The submission is interesting and relevant in its subject matter (and displays a certain artistic integrity in its approach – which is no small feat). There undoubtedly exist many other similar projects but I find it to always be of value and interest to examine the changes to our communities in the globalized world, and to explore the ways in which the experience of those communities can be visually and aurally performed in a nuanced way. The question of speed and slowness in relation to place is a pertinent vantage point (and a research area) here, as places never exist without duration. In fact, I think that the use of "moving stills" (and slowed down video) is an apt description of that tension. Likewise, the exposition as a whole creates a rich interplay between elements that are seen or unseen, visible or invisible, clearly represented or inchoate.
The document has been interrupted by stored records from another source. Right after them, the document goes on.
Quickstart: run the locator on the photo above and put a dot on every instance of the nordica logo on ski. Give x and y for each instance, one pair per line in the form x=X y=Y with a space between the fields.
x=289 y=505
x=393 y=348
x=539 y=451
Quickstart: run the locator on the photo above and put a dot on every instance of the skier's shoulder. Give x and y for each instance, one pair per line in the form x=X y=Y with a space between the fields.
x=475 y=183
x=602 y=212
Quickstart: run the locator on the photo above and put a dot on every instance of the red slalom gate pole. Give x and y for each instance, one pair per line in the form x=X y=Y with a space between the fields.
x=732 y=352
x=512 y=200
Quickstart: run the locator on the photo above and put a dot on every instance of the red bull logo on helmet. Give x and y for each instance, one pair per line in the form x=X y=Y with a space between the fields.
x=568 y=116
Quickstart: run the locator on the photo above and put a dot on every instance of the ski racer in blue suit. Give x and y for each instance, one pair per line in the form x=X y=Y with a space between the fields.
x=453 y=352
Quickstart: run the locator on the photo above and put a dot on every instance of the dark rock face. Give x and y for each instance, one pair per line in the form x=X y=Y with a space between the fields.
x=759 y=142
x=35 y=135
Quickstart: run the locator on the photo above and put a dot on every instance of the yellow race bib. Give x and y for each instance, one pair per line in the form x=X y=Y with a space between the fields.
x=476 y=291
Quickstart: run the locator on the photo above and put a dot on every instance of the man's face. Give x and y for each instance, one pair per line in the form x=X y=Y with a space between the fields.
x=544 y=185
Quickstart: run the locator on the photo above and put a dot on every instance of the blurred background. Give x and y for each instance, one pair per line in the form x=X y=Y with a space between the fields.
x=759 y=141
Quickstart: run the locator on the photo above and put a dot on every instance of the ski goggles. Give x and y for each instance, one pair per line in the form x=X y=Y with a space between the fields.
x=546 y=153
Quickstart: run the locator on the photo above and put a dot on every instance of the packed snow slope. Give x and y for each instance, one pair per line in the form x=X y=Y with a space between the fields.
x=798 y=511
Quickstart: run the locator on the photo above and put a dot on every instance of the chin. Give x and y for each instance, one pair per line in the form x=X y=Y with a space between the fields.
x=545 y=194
In my view the submission does expose practice as research in a successful way. The main questions and themes are clearly set (that is, the representation, in many technical forms, of a slow community and the artist-researcher's own relation to it and its inhabitants). The three case studies seem motivated and provide a rich range of approaches. The different elements create a vivid and nuanced depiction of various individual responses to places, often providing small but sufficient social clues (sometimes beyond the immediate community - e.g. the Joy Division song heard and Bob Dylan inspire this), which help to create strong atmospheres from a limited set of variables. The "stories" seem at one and the same time individual, personal and unique and sharable on a wider scale (which, I suppose, should be one general aim in artistic research).
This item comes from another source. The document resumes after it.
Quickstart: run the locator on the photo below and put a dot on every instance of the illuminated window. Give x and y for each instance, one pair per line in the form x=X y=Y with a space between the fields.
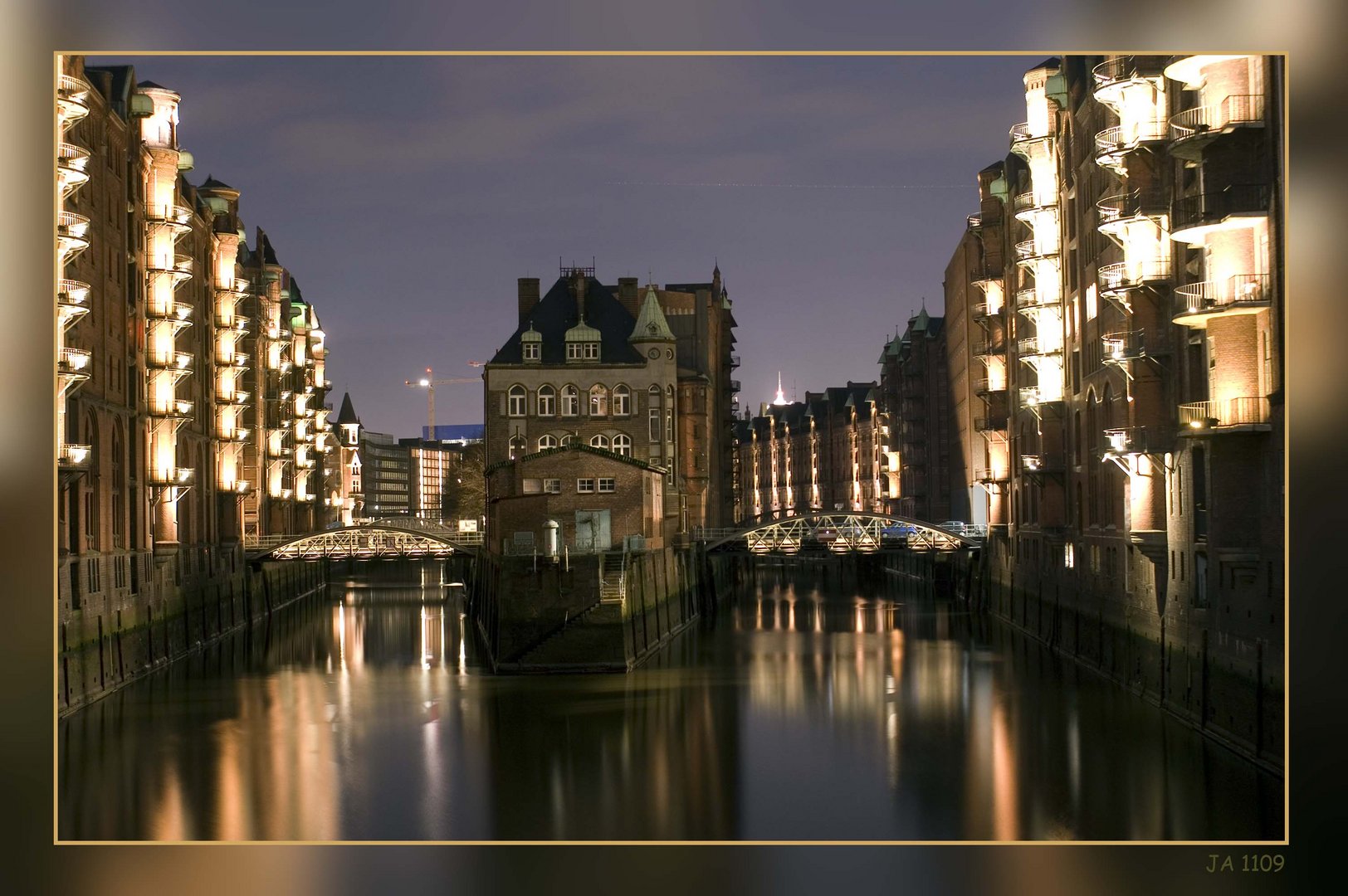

The techniques used (slowed down videos, narrated sound pieces, textual fragments) are not as such radically innovative in any particular way (and there is no need that they should be). However, the interplay of the various elements is very effective, and produces tensions and creative leaps, which generate the production of new insight and knowledge. These leaps can be seen as another facet or effect of a "distance" that needs to be overcome, related to the "distance" that the author explores in relation to geography or her own emotional position as a filmmaker. This activation of making connections relates not only to the art pieces embedded in the work, and their mutual relation, but also to the way in which the theoretical frame (e.g. Levinas, Merleau-Ponty) is alluded to and activated.
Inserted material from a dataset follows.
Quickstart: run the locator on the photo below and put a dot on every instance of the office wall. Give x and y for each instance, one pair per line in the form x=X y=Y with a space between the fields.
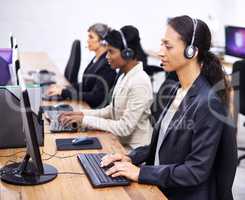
x=52 y=25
The artistic practice has great merits (and I think it is a fascinating work) but the exposition’s potential as research would have benefited greatly from more precise grounding in the theory. Since the idea of "place" is central in this work, the author might benefit from reading theory of that precise area, e.g. humanistic geography, for example the work of Edward Relph (his classic Place and Placelessness etc). There are of course many possible avenues available, depending on the author's preference. And as the issues of touch, portrait (face) and landscape come up in a strong way the work of Jean-Luc Nancy (and also his idea of the "immemorial") might be of interest to the author.